Mr Whittaker is the first Pacific person in the new role, and Wellington Rugby League's Fauono Ken Laban, said they're celebrating inclusion and diversity.
"It's historic with Andre being the first Pacific Islander in New Zealand to be appointed to a executive position. We have had General Managers and that in past but not a chief executive officer at this level."
"Andre comes from a very strong background and club legacy that is obiviously the foundation of his life, and I think the large crew that turned up today to support him is really representative of the club and the wider rugby league here in Wellington, and of course it was a nice touch to have the drums of the Cook Islands here today," he said.
The Wellington Rugby league board also shared part of the its strategy draft for the organisation.
Antz Akavi is the chairman of the Porirua Vikings and vice-chairman of the Wellington referees association.
"The appointment of Andre Whittaker is really an exciting time as they time back their game, and that it was good to see that the community is here to help us support that time of vision," he said.
Mr Akavi added that rugby league was strong in Porirua with a very high percentage of players are Pasifika and Maori brothers and sisters.
"We've got three clubs out there, stalwarts out there. We've got the Titahi Bay Marlins, the St George Dragons and the Porirua Vikings.
"So rugby league is very strong within our community, it's just something that our kids love to do on a weekend and it's a good family environment we tend to have throughout the tree clubs out there in Porirua,' he said.
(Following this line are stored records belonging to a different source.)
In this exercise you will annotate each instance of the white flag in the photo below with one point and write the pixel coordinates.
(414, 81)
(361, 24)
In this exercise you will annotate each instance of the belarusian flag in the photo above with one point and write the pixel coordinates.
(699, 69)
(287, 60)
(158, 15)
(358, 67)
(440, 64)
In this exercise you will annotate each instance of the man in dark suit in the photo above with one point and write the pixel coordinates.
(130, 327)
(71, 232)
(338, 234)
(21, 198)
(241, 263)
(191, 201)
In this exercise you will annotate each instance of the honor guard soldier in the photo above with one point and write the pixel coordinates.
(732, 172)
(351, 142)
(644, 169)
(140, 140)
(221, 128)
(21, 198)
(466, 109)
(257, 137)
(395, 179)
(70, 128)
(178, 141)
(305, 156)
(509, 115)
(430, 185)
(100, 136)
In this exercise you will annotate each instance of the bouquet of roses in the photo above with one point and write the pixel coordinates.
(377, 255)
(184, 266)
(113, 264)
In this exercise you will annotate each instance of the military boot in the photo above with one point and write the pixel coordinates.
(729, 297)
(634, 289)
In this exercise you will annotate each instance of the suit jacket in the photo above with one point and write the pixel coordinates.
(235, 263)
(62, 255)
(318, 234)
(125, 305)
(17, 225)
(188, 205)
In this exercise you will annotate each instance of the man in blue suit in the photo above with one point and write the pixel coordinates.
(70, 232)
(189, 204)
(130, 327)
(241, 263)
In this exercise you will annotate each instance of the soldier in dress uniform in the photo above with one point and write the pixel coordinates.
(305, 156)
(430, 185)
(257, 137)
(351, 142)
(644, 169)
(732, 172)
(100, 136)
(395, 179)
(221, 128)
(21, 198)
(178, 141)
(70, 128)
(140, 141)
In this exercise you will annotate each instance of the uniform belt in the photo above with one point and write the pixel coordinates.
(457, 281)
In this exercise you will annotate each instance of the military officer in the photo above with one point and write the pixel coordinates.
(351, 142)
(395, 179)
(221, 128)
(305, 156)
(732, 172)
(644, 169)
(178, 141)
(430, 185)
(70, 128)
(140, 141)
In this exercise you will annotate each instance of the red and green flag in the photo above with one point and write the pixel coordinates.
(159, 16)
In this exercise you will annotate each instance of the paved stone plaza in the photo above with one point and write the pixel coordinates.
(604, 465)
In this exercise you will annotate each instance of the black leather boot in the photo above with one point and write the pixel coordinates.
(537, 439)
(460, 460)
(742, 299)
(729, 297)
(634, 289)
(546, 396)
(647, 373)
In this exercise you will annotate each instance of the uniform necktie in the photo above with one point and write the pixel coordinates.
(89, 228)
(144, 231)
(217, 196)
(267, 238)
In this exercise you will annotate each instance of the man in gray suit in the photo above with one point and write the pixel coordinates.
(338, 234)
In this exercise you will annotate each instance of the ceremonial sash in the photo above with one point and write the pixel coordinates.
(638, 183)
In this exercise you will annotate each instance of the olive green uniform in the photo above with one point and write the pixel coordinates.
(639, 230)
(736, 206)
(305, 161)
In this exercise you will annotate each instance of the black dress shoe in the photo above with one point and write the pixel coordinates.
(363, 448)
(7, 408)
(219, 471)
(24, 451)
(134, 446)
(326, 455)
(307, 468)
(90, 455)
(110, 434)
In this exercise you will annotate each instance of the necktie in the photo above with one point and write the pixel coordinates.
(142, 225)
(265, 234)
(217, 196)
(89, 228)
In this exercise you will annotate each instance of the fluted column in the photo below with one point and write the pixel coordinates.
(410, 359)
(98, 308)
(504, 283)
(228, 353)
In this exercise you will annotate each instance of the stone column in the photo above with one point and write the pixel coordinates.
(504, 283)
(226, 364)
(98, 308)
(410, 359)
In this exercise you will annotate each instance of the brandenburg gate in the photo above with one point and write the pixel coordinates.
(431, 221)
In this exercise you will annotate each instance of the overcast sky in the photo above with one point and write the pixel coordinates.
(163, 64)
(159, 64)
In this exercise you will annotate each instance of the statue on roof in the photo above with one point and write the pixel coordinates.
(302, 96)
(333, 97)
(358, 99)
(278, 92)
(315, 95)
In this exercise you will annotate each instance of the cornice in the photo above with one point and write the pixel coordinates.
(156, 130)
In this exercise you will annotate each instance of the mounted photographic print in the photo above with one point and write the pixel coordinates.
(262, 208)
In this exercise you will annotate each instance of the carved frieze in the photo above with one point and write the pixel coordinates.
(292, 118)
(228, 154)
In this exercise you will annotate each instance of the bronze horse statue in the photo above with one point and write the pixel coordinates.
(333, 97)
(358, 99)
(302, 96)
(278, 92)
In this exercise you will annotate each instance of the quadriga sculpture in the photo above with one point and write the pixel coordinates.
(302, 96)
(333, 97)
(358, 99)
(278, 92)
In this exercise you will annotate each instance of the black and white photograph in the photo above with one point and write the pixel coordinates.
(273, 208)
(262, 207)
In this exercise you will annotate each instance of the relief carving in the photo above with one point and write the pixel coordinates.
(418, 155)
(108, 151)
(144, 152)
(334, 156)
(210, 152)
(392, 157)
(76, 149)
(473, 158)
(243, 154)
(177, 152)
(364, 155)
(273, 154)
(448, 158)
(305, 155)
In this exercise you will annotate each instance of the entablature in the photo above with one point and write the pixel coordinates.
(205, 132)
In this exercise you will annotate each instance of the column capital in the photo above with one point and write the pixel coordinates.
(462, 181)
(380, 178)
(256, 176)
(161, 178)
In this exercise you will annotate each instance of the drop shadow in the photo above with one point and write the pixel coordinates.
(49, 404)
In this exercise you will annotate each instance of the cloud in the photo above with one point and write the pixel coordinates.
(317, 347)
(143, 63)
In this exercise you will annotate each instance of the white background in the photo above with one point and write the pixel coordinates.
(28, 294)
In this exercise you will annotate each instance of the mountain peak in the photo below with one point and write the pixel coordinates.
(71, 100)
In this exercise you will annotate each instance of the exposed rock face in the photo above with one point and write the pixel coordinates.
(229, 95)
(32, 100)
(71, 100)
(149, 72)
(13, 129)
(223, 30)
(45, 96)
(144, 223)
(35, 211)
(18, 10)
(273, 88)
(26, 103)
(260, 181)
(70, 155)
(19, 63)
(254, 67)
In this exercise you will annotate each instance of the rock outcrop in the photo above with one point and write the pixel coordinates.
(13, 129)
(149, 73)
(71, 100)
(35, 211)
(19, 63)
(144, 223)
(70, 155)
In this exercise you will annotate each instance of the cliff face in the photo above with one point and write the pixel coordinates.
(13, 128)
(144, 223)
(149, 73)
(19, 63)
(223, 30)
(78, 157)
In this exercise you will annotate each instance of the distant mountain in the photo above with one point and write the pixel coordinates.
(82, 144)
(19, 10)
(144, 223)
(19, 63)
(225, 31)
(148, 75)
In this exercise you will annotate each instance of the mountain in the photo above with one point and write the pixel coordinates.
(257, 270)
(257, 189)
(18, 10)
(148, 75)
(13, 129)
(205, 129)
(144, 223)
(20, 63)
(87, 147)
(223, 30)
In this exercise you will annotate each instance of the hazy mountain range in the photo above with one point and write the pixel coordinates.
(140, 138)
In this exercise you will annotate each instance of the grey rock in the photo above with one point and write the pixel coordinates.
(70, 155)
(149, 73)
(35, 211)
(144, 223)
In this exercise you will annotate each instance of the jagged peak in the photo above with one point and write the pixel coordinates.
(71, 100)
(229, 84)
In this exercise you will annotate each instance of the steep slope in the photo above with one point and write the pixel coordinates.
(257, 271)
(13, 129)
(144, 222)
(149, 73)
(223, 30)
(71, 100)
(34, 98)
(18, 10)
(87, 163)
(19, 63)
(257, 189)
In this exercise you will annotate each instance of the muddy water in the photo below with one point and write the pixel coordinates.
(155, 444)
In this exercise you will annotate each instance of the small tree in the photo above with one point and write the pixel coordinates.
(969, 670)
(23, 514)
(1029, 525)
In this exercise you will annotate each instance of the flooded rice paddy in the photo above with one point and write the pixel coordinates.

Satia Hunt of the St George Dragons club in Porirua said it's great to see a Pacific person in the role - as there's a high Pasifika and Maori base in the Wellington rugby league community.
"In Cannons Creek Porirua, we are a low decile area, so there's a lot of Pacific Island and Maori families. St George club in Porirua is the biggest junior rugby league club. Nine-five percent is Pacific Islanders and Maori."
She's pleased about Rugby League Wellington's strategy of engaging more communities.
"Myself being a Pacific Islands woman, being Samoan, it's good to have that diverse cultures in there, all coming together, so it's very important."
Wellington Rugby League said it's vision is to work with many people and acknowledge the contributions the Maori and Pacific communities have made to the game.